The refiner's import total for April is up from two MR-sized cargoes loading from South Korea in March, according to the source.

S KOREA SUPPLY TIGHTENS

Cosmo Oil's move came to light at a time when the refiner is facing tighter spot supply from South Korea, Japan's top supply source for refined products, as a result of refinery run cuts and maintenance programs.

Japanese buyers typically seek cargoes from South Korea due to the lower cost of freight and comparable specifications between South Korean and Japanese gasoline.

However, cargo availability could dip following run cuts at South Korean refiners, market sources said.

South Korea's largest refiner SK Energy has cut the combined operating rate of its five crude distillation units at its 840,000 b/d Ulsan plant to 85% until the end of March due to tepid domestic demand.

"It is not impossible to find specifications for Japanese domestic consumption from China," one market source noted, adding: "Aside from South Korea, north China ports will be your best bet for cargoes to Japan given the distance."

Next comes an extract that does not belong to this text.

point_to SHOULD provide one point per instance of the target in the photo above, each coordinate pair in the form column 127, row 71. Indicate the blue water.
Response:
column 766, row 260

The movement of cargoes toward Japan from China is expected to be supportive to the Asian gasoline complex, helping to alleviate growing oversupply that has resulted from high export volumes from China in March as state-owned refiners raised exports amid tepid domestic demand.

Regional demand has not been able to keep up with the increase, with coronavirus containment measures across the region limiting driving activity.

Reflecting the bearishness, the Asian gasoline complex was assessed in deep contango at the close of Asian trade Tuesday, with the April/May and May/June swap spreads assessed at minus 75 cents/b and minus 90 cents/b, respectively, S&P Global Platts data showed.

Japan gasoline import parity

REGULAR IMPORTER

Cosmo Oil's procurement of gasoline comes as it is scheduled to shut the 102,000 b/d No. 2 CDU at its 177,000 b/d Chiba refinery in Tokyo Bay in April.

The company has become a regular importer of gasoline as part of its supply commitment to domestic retail and wholesale supplier Kygnus Sekiyu, under which it will supply 3 million kiloliters, or 18.9 million barrels of gasoline, kerosene and gasoil from 2020.

The company's annual oil products supply commitment to Kygnus, in which Cosmo Energy Holdings holds a 20% stake, would equate roughly to 14% of its installed refining capacity of a combined 363,000 b/d over three refineries in Japan. But Japan's import parity for gasoline imports from South Korea remains supportive.

The spread between Japan's domestic gasoline rack prices in Chiba and Japan's import parity for gasoline from South Korea has averaged Yen 11,800/kl ($17.71/b) to date in March, up Yen 5,600/kl, or 90.3% from the average in February.

The import parity price is calculated as a premium to MOPS 92 RON gasoline assessments, plus freight costs for MR vessel on the South Korea-Tokyo Bay route, as well as insurance and import taxes.